For Richard Lawler, our senior editor, it was different. It asked about his plans for the day.
He wasn’t ready for a morning debrief with an algorithm. Not really.
“I can’t even completely fill up my home screen.”
Some people actually like this. One user asked for a moderate circuit workout using office equipment, logged in with the bot, and felt great afterwards. Another called it a “helpful feature” for logging a missed sleep session.
So it’s not broken for everyone.
Just for the ones who wanted to see their data, not have a conversation.
The Interface Crisis
“This graphic UI looks like something an eight-year-old would make,” one user wrote.
Brutal. But accurate to how many felt.
Why scroll through paragraphs of AI slop just to find my activity history? I walked to the grocery store for fifteen minutes. I do not need a platitudinal eulogy for that walk.
I wanted stats from my morning run.
The sentiment echoes in Google’s help center too. “Total time drain,” one post says. “Minimal results.” Another replied that it’s “no longer a genuine fitness app.”
On Google’s own blog, they show a clean “Today” screen, fully loaded. We couldn’t replicate it.
For most, the “Ask Coach” window is a permanent resident on your display. It eats up vertical space. There is no setting to remove that specific window. You can only disable the bot itself via privacy controls, leaving a hollow space where the chat used to be.
Disorientation is the Point
I knew this switch was coming. I braced myself.
Open the app anyway, I felt disoriented for several minutes. Muscle memory doesn’t apply here.
If you want data—actual numbers, graphs, logs—you have to work for it. Swipe left in a tiny top box.
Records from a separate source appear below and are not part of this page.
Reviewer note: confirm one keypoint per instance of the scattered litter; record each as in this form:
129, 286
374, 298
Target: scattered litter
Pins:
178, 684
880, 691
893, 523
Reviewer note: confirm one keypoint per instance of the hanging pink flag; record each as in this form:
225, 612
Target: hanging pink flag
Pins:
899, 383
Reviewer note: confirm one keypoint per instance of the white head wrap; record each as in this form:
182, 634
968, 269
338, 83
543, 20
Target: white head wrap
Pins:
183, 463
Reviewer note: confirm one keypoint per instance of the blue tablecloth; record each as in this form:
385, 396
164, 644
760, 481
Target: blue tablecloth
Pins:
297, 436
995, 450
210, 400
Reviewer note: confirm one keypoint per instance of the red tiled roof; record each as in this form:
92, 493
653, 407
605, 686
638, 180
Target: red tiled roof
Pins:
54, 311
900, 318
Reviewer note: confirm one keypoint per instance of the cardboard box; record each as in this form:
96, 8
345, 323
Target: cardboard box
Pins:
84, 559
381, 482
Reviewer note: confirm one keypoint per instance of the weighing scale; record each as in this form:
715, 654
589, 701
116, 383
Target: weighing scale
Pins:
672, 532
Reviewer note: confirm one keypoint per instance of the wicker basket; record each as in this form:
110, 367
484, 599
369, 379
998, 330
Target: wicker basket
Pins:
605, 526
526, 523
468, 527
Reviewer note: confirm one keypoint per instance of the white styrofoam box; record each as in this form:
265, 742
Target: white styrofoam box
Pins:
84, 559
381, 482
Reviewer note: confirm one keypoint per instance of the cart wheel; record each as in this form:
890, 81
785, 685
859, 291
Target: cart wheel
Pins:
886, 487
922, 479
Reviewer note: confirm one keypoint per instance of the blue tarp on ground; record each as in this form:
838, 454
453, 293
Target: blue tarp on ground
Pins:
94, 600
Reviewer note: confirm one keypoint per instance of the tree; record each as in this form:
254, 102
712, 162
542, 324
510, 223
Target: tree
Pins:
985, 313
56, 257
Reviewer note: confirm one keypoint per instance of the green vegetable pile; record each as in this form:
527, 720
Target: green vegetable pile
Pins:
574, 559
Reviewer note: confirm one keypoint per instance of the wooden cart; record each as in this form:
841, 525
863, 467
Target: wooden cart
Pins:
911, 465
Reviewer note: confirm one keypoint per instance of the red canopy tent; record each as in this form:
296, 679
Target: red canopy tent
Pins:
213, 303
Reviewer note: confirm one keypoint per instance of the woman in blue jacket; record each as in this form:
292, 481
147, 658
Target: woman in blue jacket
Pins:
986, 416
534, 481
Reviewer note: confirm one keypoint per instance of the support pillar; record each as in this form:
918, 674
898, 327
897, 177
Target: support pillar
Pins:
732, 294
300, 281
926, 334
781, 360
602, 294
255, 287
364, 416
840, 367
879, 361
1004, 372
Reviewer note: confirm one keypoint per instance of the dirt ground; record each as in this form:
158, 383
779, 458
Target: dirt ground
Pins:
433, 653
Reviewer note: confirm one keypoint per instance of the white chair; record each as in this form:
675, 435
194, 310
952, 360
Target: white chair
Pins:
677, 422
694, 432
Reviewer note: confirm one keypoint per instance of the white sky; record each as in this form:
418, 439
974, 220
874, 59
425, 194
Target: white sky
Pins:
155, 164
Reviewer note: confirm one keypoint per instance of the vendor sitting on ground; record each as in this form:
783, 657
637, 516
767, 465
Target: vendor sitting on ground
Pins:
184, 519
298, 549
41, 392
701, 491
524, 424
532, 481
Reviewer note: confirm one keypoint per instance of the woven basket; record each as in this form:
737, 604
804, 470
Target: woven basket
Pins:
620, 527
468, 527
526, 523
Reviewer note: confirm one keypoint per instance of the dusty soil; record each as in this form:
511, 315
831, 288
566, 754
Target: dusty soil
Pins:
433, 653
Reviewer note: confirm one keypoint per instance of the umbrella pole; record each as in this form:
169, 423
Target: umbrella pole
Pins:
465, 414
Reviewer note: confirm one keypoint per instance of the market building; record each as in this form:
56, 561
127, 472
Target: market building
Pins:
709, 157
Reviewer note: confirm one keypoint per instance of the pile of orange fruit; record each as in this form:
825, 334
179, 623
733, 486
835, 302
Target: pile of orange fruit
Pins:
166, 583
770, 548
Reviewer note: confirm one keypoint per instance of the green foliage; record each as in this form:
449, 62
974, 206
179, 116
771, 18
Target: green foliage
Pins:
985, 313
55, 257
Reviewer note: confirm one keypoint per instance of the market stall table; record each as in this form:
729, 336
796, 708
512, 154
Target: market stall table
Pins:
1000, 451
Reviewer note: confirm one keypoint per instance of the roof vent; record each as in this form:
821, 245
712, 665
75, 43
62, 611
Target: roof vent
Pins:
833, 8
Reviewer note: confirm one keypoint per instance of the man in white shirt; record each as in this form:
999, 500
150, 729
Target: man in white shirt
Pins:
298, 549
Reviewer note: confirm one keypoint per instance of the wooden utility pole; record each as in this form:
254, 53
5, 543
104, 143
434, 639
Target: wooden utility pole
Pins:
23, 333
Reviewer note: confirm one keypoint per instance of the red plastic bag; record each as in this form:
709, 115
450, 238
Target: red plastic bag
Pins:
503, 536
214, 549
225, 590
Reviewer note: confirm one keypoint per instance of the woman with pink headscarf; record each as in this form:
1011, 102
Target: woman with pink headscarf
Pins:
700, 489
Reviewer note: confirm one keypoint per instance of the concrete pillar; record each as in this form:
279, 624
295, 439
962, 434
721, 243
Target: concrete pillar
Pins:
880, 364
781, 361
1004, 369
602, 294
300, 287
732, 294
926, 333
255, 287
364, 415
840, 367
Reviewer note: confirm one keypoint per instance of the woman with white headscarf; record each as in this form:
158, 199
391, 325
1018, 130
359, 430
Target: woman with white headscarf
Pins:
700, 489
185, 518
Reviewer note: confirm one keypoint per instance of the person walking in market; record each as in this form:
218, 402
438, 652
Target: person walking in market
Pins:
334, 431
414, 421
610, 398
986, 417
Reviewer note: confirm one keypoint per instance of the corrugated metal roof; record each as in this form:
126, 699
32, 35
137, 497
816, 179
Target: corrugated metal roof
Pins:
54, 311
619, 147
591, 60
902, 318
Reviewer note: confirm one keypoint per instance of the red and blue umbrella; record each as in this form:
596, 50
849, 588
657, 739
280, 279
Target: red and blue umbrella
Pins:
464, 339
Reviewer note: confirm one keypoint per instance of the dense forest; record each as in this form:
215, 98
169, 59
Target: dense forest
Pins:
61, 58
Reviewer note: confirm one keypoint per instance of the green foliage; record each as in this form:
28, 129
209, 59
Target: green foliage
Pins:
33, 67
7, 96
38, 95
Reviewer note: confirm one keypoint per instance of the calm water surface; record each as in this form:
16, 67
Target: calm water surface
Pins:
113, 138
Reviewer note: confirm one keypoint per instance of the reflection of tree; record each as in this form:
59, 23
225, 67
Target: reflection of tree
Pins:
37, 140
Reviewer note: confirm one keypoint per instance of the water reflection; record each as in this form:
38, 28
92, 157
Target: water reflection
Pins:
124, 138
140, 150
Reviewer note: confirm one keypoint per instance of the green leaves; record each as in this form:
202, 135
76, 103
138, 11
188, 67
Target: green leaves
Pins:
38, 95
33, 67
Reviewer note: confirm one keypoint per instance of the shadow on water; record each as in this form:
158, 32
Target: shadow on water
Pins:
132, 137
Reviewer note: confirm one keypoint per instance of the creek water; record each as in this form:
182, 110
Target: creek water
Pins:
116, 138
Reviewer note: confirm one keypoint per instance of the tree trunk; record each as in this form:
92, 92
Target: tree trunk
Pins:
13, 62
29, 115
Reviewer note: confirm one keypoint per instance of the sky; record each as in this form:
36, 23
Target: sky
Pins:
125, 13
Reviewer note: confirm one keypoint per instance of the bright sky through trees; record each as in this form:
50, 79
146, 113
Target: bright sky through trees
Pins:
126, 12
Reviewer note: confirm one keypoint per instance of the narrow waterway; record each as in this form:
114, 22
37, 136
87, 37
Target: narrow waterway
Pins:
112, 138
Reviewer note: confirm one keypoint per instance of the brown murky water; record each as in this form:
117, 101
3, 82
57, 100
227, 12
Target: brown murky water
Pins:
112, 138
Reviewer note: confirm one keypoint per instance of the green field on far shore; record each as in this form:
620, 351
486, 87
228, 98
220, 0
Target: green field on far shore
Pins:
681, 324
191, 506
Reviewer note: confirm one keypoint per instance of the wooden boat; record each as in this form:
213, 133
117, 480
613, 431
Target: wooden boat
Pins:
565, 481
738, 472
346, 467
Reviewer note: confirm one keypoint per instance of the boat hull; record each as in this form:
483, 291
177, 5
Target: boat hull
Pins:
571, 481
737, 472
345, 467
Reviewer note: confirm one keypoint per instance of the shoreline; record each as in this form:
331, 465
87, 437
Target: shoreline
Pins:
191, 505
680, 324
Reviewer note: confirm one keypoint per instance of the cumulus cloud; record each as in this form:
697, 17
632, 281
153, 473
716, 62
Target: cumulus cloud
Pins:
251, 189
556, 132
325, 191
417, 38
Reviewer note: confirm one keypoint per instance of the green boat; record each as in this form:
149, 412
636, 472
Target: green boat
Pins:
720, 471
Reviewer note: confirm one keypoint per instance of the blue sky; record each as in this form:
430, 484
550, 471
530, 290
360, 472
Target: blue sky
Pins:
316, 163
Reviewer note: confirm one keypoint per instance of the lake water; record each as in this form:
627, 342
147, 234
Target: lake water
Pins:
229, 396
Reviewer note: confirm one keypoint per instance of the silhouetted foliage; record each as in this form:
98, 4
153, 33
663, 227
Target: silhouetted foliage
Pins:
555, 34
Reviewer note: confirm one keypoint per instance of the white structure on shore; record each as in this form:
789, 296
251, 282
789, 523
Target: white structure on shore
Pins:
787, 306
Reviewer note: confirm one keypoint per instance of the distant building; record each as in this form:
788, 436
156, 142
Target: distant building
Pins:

Tap over to “Health.”
Dig deep.
To find my rowing logs, which lived prominently on the old Fitbit main screen, I went into Health > Focus Areas > Fitness > Exercise Days.
It was buried.
The old app put it center stage. The new app hides it behind three layers of abstraction.
There’s a hope on the support page. If you have a supported wearable, you get dedicated Fitness and Sleep tabs. Simpler. Direct.
I checked.
My Nothing Watch Pro 3 doesn’t qualify. So I don’t get those tabs.
Rishi Chandra told The VerGE earlier that third-party support is coming. Eventually.
So here we are. Staring at a white screen and a chat prompt.
Waiting for the next update.
Wondering if the convenience of data retrieval is a thing of the past, or just badly designed for now.
The app isn’t gone yet. But it feels like something died inside it.